Der erste Eindruck täuscht schon etwas. Die Technium läuft schon etwas "satter" und macht nen solideren Eindruck. Mittlerweile fisch ich die Daiwa aber fast bisschen lieber. Vor allem hat sie einen Gewichtsvorteil, dazu ein etwas besseres Wickelbid. Zweifel an der Dauerhaltbarkeit hab ich mittlerweile nicht mehr. Hatte aber kürzlich ne neue exceller in der Hand, die nicht mehr den wrtigen Eindruck machte. Meine kam vor eineinhalb Jahren direkt von der Messe.


----------



## SebastianHH (9. Dezember 2007)

*AW: Daiwa Exceller Plus oder neue Shimano Technium FB ??*

So da bin ich wieder. Ich konnte meine neue Technium leider nur bei uns am Vereinssee testen. Wollte Eigentlich an die Elbe zum Drop Shoten. Leider hatte ich es zeitlich nicht geschaft. Also hatte ich sie nur ca. zwei Std. in gebrauch. Außer einem Bis auf meinen Gufi, war nichts los. Ich muss sagen die Köder lassen sich wesentlich weiter Werfen als mit der alten Rolle. Die Rolle ist laufruhig und eiert kein bischen im Gebrauch. Ist eine geile Rolle. Für das Geld, meiner Meinung, das beste auf´m Markt. Kann ich nur emfehlen. 
Fahre nächste Woche an die Elbe. Kann dann hoffentlich von ein paar Drills erzählen.

MfG


----------



## climber (9. Dezember 2007)

*AW: Daiwa Exceller Plus oder neue Shimano Technium FB ??*

Danke schön. #h
Ich hoffe du kannst demnächst noch was berichten.

ciao Simon


----------



## pêcheur67 (10. Dezember 2007)

*AW: Daiwa Exceller Plus oder neue Shimano Technium FB ??*



climber schrieb:


> Die Frage ist nur, ob die neue Technium genauso gut ist wie die alte? ;+
> Sind die Leute wirklich bei euch so heiß auf die neue?
> Es gibt schon Händler, die bei der neuen den Preis nach unten korrigiert haben.
> 
> ciao climber


 
Kommt sicher darauf an ob der Shop noch das alte Modell da hat. Dieses geht ja teilweise zu extrem günstigen Preisen weg. wenn da das neue Modell daneben liegt wirds wohl schwer solange die neue zu verkaufen. 
Mein Händler hat keine alten mehr.
Wenn das neue Modell schlechter als das alte wäre, würde ich mich ernsthaft fragen müssen, ob Shimano wirklich der richtige Hersteller für "meine" Rolle ist.|rolleyes


----------



## Nordlichtangler (10. Dezember 2007)

*AW: Daiwa Exceller Plus oder neue Shimano Technium FB ??*



pêcheur67 schrieb:


> Wenn das neue Modell schlechter als das alte wäre, würde ich mich ernsthaft fragen müssen, ob Shimano wirklich der richtige Hersteller für "meine" Rolle ist.|rolleyes


Abwarten. Sagen wird das keiner, schon gar nicht der Hersteller, erst die Zeit und Erfahrungen werden es ans Tageslicht bringen.

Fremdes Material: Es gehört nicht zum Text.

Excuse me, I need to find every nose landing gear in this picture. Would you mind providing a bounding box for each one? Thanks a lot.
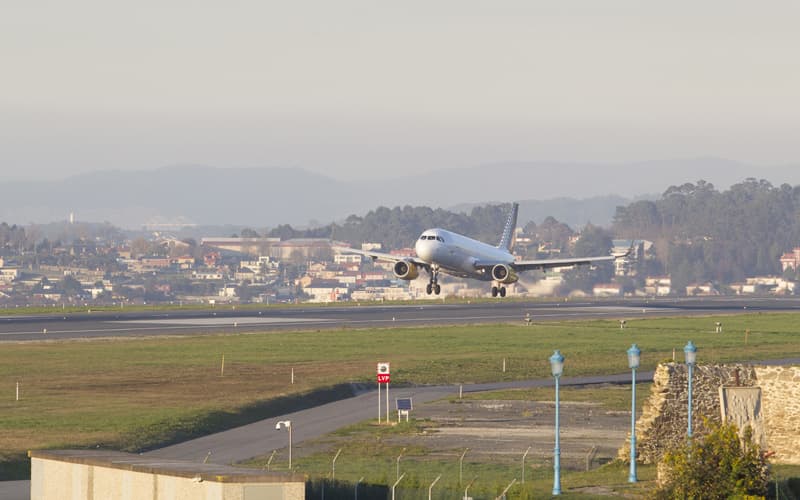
[425,269,442,295]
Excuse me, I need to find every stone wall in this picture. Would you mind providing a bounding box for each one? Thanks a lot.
[619,363,800,464]
[620,363,756,464]
[755,366,800,464]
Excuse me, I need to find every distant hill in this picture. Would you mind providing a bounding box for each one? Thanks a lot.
[6,158,800,229]
[450,195,644,229]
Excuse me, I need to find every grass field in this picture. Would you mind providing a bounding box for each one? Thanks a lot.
[0,314,800,480]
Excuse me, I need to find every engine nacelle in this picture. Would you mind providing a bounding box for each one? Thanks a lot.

z.B. Tauglichkeitstest Nr.1 
Hardcoregufieren. 150m 15-20kg Geflecht auf ne 4000er, Spiderwire oder Powerline im 020..025, 15kg Stahlvorfach, dicken GuFi >40g drauf, mit schwerer Rute über den Boden tiefspinnen und voll durch Hänger etc. durchjagen, Geröll oder Fische einsammeln.
Wenn sie nach einer Stunde schrappelt war sie nicht besonders stabil, wenn sie nach einer viertel Stunde anfängt ist eher zuviel Weichplastik drin :q
Hält sie das einen Nachmittag durch, ist sie gut! #6


----------



## climber (10. Dezember 2007)

*AW: Daiwa Exceller Plus oder neue Shimano Technium FB ??*



pêcheur67 schrieb:


> Kommt sicher darauf an ob der Shop noch das alte Modell da hat. Dieses geht ja teilweise zu extrem günstigen Preisen weg. wenn da das neue Modell daneben liegt wirds wohl schwer solange die neue zu verkaufen.
> Mein Händler hat keine alten mehr.
> Wenn das neue Modell schlechter als das alte wäre, würde ich mich ernsthaft fragen müssen, ob Shimano wirklich der richtige Hersteller für "meine" Rolle ist.|rolleyes



Hallo,
ja mein Händler hat noch die "alte" zum Schnäpchenpreis, aber die neue ist halt noch nicht da.
Grundsätzlich hast du wahrscheinlich recht, aber schau nur mal unter der "TwinPower", wie viele schreiben, das die alte um Welten besser war.

climber


----------



## Nordlichtangler (10. Dezember 2007)

*AW: Daiwa Exceller Plus oder neue Shimano Technium FB ??*



climber schrieb:


> Grundsätzlich hast du wahrscheinlich recht, aber schau nur mal unter der "TwinPower", wie viele schreiben, das die alte um Welten besser war.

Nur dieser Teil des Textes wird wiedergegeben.